Baltimore’s exploits in the free-agent market this year, at least with regard to bringing in new players, have been like the construction of the Swamp Castle. The Orioles nearly signed Dexter Fowler to fill their void in right field, but at the last second, that deal sank into the swamp. Then they were linked to Austin Jackson, but that idea burned down, fell over, and then sank into the swamp. But the third one! The third one stayed up.

Baltimore’s third attempt at building a castle in a swamp is Pedro Alvarez, with whom the team reportedly agreed to terms last night. Those terms are one year and $5.75 million, with another million or two in possible incentive dollars. It’s probably a little more than we’d expect a platoon bat without a position who was non-tendered in December to receive in early March, but when the terms of a deal begin with “one year and…” the money is almost always inconsequential. Alvarez got what he got, and now the Orioles stand to benefit from whatever he can offer them.
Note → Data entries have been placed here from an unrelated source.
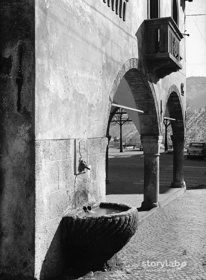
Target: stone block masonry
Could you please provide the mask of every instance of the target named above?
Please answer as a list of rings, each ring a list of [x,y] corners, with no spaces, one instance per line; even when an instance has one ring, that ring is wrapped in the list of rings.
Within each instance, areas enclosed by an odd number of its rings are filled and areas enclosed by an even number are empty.
[[[35,142],[35,275],[37,279],[57,275],[63,266],[61,221],[66,210],[104,199],[107,139],[86,140],[85,158],[90,170],[79,174],[75,166],[75,139]]]

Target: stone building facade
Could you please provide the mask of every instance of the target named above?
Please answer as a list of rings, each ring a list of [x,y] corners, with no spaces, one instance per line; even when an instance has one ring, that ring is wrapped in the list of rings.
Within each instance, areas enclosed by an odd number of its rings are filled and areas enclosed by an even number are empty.
[[[104,199],[112,102],[144,112],[128,111],[144,149],[143,208],[159,206],[166,113],[175,119],[172,185],[185,186],[185,0],[0,1],[2,273],[60,272],[64,213]],[[81,156],[90,170],[79,173]]]

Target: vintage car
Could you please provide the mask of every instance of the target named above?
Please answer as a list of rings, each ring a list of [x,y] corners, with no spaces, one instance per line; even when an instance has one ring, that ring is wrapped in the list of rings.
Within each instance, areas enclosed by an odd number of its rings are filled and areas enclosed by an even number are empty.
[[[202,141],[191,142],[187,150],[188,159],[190,156],[200,156],[203,159],[206,157],[206,145]]]

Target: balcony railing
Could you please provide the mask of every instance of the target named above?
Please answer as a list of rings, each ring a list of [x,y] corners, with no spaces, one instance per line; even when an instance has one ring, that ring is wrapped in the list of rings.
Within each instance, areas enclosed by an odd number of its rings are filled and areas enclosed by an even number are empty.
[[[180,43],[183,36],[172,18],[146,20],[145,22],[149,71],[161,78],[182,69]]]

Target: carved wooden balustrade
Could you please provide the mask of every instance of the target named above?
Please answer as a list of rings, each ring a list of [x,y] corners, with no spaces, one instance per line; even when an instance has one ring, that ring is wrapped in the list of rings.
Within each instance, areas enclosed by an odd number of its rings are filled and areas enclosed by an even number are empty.
[[[172,18],[146,20],[144,22],[148,70],[162,78],[182,69],[180,45],[183,36]]]

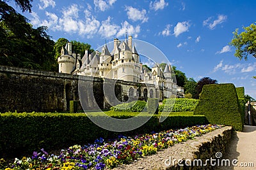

But what can Alvarez offer the Orioles? Well, he can offer them oodles of power, of course. If one were to distribute the $5.75 million Alvarez will reportedly earn according to the importance of his tools, north of $5 million would probably be attributed to his power. The power is Alvarez’s entire game, and it comes from the left-hand side, which helps protect Baltimore’s righty-heavy lineup.

And, despite the non-tendering, and the having-to-wait-until March, and the one-year deal, Alvarez’s bat is as there as it’s ever been. You probably wouldn’t guess it based on the inactivity surrounding Alvarez’s market, but, just last year, he tied a career-high in wRC+. He’s striking out less than he used to, and while the uptick in ground balls could be a small cause for concern, last year’s power output was second only to his 2013 season. Alvarez hits. The reason he had no market was because he needs to throw his glove into a swamp, and there just weren’t many designated-hitter openings for him in the American League.

But there’s a catch. With free-agent signings on March 7, there’s almost always a catch. For one, Alvarez can’t hit lefties at all, and so someone like Nolan Reimold or Joey Rickard will still have to take over for Alvarez in most, if not all, of Baltimore’s games against left-handed starters. But more importantly, the catch is that, in a more ideal world, Baltimore’s March 7 signing is an outfielder. In a perfect world, Baltimore would have already acquired a third outfielder by March 7. But we know about Fowler, and we know about Jackson. Alex Rios and Marlon Byrd were still available, and a trade was always an option, and so even after the first two whiffs, the expectation was that Baltimore would add a competent right fielder. Pedro Alvarez is not a competent right fielder. Neither is Mark Trumbo, but he’s the default square peg for Baltimore’s round hole.